On 15 Oct 2002, Jim Wilson wrote:
> There is a natural conflict between compiler optimization and assembler
> optimization/assembler macro expansion. If you want the best possible
> compiler optimization, then you need to be willing to give up use of
> assembler optimizations and assembler macros. That includes uses in extended
> asms. We can make that work if we have to, but it is better if we don't have
If gcc can fully handle all possible cases that gas does, I see no
problem. That may be beneficial if done well, but will require care to
track changes done to both code generation engines to make sure they are
in sync. If gcc keeps the recent good habit of frequent releases, then
it's perfecty acceptable.
> This is ISA confusion. When you ask gas to generate o32/PIC code, it assumes
> the least common denominator, which is the R2000. The R2000 does not have
> hardware interlocks on loads. It requires a nop in between a load and the
> instruction that uses the result of the load. Therefore, we can not put a
> load in a delay slot unless we know that the instruction at the branch target
> does not use the result of the load. Since gas doesn't bother to construct
> a control flow graph, we have no idea what is at the branch target, and
> therefore we can't put a load in the branch delay slot.
I'm sorry, I missed the load delay slot property first and only some time
later I recalled it (shame on me -- I even own an R3k system ;-) ). Still
for "-mips2" the code is not exactly perfect:
la2.o: file format elf32-tradlittlemips
Disassembly of section .text:
0: 8f820000 lw v0,0(gp)
0: R_MIPS_GOT16 foo
4: 00000000 nop
8: 1000fffd b 0 <bar>
c: 8c420000 lw v0,0(v0)
The "nop" is unnecessary.
> It can be optimized if we use direct cpu instructions instead of relying
> on assembler macros. Then gcc would know about the load instructions, and
> would be able to place one in the branch delay slot (assuming a R4000 or
> better target).
To nitpick, actually an R6000 suffices. ;-)

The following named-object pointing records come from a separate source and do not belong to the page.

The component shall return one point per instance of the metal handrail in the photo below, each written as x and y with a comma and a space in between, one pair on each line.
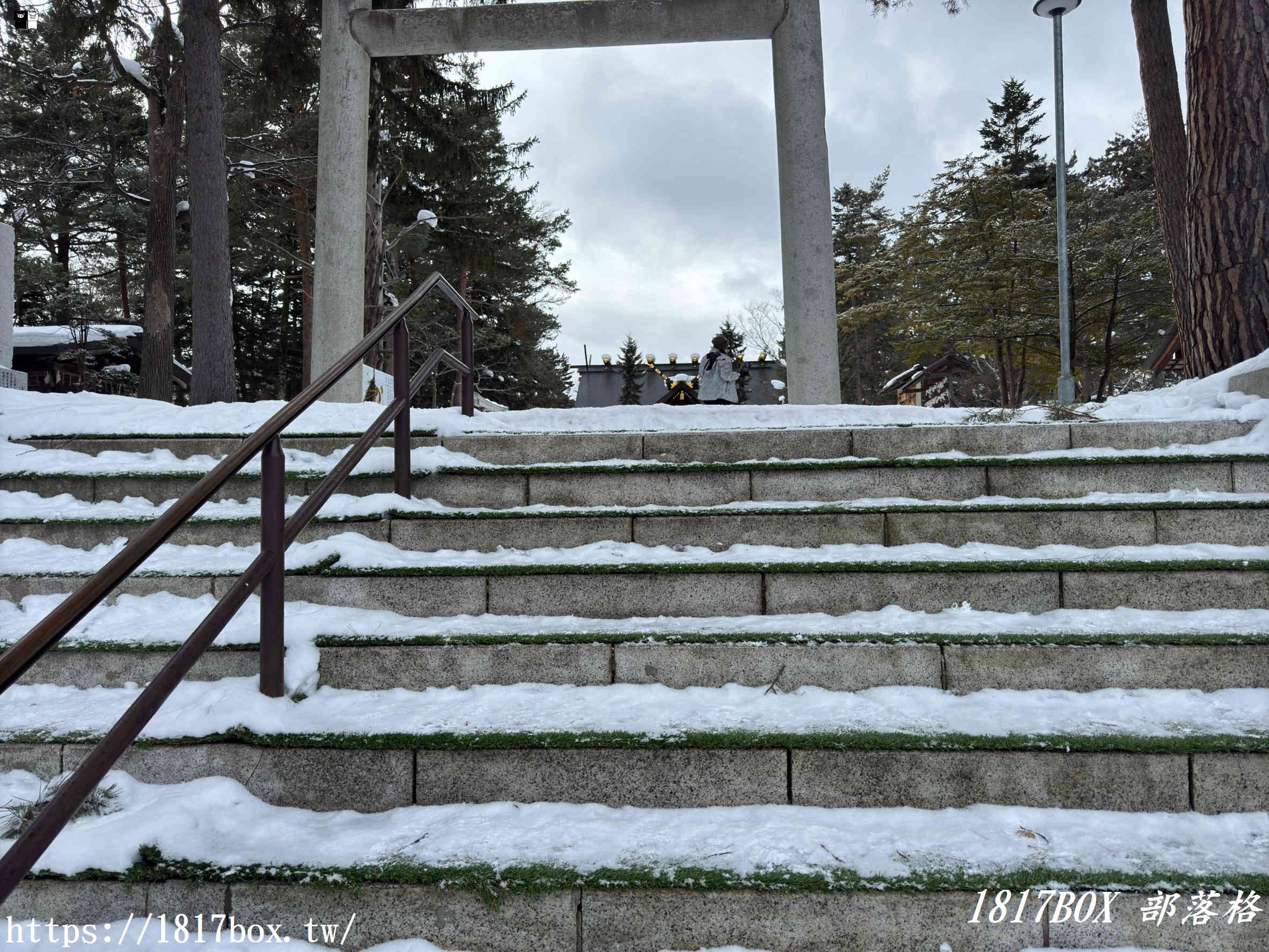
267, 569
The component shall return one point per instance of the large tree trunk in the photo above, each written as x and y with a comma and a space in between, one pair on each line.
1169, 149
305, 249
208, 206
165, 122
121, 255
1228, 78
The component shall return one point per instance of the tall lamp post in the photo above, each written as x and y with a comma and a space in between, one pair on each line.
1055, 9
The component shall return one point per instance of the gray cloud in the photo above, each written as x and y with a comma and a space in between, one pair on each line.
665, 157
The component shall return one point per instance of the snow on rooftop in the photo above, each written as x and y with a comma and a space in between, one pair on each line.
60, 334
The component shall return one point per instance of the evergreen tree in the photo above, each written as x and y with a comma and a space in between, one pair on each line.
632, 372
862, 228
1009, 134
736, 348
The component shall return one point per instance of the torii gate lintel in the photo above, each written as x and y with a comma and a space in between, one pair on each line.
353, 33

> The MIPS gcc target is the only one that has this problem, because it is the
> only one that relies on assembler macros for PIC support.
So it does for non-PIC.
> Yes it can hurt. If gcc decides the optimal code for a loop requires putting
> a nop in a branch delay slot, then the assembler would hurt performance if
> it put another instruction there.
Once it only emits machine instructions and it can really judge the "nop"
is a win -- I agree. Still it may emit ".set reorder; .set macro" if it
cannot judge for some reason.
> If your main concern is only extended asm code writting using assembler
> then that can be fixed by turning on assembler optimization within the
> extended asm code. In the long run though, you are better off if you stop
> using assembler macros.
As soon as gcc supports plain machine instructions well, as I wrote in
another mail, I see no showstopper problems. Though putting a "nop"
surrounded with an "ifdef" clause in all load delay slots you cannot
usefully fill is not nice -- maybe a "%" code could be added to gcc to let
an assembly programmer express these "nop" fillers in a way gcc would know
about them and be able to remove them if unneeded.
+ Maciej W. Rozycki, Technical University of Gdansk, Poland +
+ e-mail: firstname.lastname@example.org, PGP key available +